Education is decentralized so each state is left to their own devices.  While there was the movement in the early 2000s and 2010s to provide some basic standards at the federal level, it was treated as executive overreach and now remains largely hidden under the guise of individual state standards.  Each state sort of did their own things with them.  I would say now if the administration said “Here are the new standards” there’d be far less pushback from the group that pushed back against it the first time, and far more pushback from the groups that supported or were ambivalent to the national standards movement.

My point being - it’s hard to place blame at the feet of our education system when it’s providing the exact outcomes the systems were designed to provide (good, bad, and ugly) - I officiated a wedding yesterday and when signing the marriage licenses, one of the witnesses, an elderly woman lamented the bride being unable to sign her new last name in cursive.  As she clutched her pearls yelling “Don’t they teach this in schools anymore?” The bride replied “no” to which the woman again screamed “F***ing Democrats.”  It has nothing to do with Democrats, Republicans, or anything else, and everything to do with how the systems are currently built state by state.  Teaching cursive comes at the cost of 10 other things all deemed important and one person’s holy crusade is another’s “Meh, they’ll figure it out.”

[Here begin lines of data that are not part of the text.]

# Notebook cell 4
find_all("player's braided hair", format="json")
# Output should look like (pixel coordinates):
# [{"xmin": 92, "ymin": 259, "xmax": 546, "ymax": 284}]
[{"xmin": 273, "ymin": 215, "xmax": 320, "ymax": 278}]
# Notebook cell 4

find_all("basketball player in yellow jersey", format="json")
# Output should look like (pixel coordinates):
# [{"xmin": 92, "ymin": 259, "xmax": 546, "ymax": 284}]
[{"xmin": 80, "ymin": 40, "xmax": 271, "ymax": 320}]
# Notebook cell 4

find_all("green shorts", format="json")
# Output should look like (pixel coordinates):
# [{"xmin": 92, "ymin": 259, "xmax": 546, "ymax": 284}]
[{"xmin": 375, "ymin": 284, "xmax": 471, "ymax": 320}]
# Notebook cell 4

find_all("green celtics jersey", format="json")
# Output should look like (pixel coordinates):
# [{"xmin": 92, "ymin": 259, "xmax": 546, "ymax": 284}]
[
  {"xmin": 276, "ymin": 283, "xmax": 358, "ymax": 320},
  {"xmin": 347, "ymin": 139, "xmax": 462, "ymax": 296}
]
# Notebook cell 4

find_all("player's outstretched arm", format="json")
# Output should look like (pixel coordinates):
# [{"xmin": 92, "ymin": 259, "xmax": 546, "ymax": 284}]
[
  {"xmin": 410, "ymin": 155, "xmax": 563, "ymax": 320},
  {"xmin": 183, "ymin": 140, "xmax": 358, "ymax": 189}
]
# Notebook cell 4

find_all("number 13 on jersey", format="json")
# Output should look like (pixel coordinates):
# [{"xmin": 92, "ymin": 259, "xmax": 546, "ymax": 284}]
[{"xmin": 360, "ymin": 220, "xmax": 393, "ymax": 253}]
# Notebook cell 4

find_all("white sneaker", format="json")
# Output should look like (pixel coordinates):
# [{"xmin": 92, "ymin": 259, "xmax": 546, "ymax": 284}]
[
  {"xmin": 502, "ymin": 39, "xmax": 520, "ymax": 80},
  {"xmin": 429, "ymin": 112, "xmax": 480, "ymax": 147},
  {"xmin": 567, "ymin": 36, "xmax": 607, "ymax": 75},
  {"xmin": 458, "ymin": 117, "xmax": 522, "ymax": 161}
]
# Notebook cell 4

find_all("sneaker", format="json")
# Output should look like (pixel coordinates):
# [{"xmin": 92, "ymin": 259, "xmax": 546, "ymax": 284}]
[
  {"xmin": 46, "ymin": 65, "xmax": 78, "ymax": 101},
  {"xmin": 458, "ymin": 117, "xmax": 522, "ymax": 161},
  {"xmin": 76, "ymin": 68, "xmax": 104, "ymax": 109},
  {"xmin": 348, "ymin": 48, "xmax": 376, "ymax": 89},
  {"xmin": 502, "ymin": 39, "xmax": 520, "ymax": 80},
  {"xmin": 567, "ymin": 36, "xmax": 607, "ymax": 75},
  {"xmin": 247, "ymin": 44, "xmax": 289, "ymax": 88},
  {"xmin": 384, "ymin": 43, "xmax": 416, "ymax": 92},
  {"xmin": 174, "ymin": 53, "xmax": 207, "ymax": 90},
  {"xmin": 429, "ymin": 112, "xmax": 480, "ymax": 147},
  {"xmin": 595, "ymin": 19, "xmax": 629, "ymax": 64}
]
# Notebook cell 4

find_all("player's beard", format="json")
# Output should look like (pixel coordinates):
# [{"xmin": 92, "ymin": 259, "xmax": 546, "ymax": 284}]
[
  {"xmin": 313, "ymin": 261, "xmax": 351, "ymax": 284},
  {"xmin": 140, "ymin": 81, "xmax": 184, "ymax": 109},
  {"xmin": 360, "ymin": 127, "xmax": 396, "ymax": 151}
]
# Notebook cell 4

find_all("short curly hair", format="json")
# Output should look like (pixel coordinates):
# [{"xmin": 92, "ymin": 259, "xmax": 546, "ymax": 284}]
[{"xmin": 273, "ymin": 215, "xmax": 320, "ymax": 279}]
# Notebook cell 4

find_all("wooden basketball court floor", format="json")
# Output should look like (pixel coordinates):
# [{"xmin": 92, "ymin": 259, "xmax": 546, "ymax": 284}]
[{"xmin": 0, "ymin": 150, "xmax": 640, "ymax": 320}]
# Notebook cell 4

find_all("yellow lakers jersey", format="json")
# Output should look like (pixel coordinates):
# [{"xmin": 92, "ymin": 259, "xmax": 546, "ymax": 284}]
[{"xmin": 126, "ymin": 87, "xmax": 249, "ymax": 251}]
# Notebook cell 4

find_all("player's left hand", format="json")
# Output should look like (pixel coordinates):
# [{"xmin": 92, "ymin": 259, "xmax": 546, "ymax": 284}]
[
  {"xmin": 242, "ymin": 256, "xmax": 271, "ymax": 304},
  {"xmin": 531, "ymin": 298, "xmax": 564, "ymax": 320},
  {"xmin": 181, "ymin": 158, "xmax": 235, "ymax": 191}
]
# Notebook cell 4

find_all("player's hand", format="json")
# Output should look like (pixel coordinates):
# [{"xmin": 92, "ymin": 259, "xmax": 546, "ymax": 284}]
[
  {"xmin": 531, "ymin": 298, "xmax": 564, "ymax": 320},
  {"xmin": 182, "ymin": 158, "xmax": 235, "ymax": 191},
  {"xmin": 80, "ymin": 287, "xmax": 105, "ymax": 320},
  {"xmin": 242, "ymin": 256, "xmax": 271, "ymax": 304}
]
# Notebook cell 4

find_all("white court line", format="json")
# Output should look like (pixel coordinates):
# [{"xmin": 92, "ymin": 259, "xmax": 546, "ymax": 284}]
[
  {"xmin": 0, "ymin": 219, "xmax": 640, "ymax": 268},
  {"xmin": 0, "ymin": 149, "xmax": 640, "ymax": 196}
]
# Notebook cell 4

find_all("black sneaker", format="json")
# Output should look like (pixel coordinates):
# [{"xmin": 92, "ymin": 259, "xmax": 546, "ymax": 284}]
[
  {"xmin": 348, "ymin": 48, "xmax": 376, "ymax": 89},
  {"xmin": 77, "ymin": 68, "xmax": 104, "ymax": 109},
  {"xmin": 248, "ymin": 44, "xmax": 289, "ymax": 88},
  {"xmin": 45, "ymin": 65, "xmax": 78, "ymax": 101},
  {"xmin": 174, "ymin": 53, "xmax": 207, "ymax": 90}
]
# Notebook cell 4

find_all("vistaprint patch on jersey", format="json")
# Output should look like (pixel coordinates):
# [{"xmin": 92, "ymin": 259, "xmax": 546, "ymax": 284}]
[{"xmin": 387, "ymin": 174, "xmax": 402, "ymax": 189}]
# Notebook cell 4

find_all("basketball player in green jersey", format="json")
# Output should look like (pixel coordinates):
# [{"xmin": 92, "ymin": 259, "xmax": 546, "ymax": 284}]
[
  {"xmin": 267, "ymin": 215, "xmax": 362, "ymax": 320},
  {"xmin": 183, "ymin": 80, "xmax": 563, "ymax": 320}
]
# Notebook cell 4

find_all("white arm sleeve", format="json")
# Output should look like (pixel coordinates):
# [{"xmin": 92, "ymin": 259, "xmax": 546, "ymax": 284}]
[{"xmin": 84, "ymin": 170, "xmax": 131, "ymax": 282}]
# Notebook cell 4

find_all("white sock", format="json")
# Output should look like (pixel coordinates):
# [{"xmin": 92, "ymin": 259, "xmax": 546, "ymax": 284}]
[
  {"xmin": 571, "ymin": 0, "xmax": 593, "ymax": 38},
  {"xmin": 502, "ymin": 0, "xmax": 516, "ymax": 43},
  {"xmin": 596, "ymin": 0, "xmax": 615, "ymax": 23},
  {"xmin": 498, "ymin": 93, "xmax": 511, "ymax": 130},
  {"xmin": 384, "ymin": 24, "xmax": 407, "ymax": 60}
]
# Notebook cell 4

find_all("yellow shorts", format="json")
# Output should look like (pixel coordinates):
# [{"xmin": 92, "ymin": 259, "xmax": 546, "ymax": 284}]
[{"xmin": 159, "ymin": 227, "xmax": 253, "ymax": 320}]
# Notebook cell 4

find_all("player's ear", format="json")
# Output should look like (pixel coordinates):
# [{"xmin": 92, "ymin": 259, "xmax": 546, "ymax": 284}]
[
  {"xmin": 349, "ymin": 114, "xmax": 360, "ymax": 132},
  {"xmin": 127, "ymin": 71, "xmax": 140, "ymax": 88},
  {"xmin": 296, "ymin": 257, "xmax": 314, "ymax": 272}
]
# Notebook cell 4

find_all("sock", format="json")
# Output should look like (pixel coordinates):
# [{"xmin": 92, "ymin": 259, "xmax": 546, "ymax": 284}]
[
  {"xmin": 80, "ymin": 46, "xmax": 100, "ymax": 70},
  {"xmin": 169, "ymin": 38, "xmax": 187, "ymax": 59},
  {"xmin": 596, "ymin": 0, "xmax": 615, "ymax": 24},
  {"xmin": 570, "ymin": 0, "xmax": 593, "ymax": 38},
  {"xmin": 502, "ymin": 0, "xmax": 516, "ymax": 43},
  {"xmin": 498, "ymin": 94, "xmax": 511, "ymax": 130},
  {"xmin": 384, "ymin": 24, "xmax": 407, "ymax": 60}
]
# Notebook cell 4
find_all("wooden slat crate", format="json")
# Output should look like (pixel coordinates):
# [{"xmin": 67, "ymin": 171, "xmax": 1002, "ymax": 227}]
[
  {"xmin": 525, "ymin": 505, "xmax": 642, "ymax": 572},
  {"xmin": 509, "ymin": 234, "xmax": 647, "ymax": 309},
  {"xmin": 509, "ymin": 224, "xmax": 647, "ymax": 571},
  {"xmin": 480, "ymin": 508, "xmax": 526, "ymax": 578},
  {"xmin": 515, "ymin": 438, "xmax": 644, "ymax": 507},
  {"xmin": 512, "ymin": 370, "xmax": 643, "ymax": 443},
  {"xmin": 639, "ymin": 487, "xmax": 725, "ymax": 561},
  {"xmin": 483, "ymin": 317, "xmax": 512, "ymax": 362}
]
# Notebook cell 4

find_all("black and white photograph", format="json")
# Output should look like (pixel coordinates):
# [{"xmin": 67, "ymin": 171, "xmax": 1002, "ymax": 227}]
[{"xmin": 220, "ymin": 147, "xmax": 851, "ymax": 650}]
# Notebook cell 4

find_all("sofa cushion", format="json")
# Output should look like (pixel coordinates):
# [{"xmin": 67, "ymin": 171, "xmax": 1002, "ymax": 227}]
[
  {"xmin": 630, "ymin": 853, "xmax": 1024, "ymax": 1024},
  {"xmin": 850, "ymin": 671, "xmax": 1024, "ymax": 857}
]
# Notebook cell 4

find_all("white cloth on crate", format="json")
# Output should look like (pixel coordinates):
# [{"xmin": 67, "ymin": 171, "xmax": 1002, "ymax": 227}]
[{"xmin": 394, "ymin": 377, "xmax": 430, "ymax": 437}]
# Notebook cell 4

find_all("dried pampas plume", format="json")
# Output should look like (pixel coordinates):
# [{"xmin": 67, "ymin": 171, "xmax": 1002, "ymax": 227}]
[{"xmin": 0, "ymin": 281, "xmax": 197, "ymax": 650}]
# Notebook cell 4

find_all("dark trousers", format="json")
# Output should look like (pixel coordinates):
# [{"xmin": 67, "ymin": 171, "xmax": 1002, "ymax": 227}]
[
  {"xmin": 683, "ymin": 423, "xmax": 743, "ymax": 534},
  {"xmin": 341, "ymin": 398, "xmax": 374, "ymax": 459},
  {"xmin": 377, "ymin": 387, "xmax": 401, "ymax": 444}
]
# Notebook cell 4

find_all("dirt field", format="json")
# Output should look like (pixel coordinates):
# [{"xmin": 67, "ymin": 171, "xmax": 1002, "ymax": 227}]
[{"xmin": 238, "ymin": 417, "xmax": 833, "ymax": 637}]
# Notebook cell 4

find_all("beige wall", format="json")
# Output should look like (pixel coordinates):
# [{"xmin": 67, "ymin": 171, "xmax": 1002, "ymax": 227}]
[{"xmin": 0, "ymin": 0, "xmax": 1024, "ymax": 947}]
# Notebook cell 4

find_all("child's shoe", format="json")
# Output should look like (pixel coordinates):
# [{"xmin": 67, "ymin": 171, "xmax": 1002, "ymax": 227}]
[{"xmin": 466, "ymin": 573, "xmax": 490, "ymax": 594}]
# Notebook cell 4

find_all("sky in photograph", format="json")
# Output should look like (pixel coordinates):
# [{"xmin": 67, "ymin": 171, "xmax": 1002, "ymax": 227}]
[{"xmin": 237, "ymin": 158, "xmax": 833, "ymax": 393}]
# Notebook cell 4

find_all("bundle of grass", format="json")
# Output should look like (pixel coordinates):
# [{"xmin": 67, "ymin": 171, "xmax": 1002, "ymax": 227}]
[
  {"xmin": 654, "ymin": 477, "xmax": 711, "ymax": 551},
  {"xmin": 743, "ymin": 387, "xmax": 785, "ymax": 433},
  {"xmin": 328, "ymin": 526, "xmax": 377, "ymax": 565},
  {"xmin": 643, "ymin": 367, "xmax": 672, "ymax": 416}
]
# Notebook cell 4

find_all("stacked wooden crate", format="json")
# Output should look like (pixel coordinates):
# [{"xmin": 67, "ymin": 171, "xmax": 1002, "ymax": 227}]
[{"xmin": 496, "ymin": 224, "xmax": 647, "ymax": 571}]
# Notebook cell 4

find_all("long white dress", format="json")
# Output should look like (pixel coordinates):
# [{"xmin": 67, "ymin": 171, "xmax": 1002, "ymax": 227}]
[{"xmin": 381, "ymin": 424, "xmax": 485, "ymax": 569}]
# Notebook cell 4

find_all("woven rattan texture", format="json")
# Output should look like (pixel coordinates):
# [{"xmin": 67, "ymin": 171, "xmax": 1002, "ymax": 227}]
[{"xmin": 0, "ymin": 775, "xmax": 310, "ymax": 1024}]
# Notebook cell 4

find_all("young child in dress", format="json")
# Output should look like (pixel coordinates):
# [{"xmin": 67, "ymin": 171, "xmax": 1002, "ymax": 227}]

Public education is enshrined in most state constitutions as a basic right provided to everyone.  The standards and things that are taught in state classrooms are a product of local and state governments.  I helped write our 2019 draft state standards for social studies - a six-year process that went through a ton of revisions, support, pushback, etc.  In the end we ended up with a great draft in spite of what we were up against.  I would encourage you to look at your state department of education’s website and look for opportunities to volunteer in projects, feedback, review, etc - there’s always a call for something.  

 Religious schools exist, yes, but get enough attention that they often seem like they’re more of an impact than they actually are.   - I have several friends in the Oklahoma school systems.  Lots of “pocket resistance” and the kids and communities largely allow it, despite also electing certain leaders.  If I learned anything in my multiple master’s degrees in leadership, it’s that everyone views “schools as bad” but they don’t usually mean “THEIR” schools.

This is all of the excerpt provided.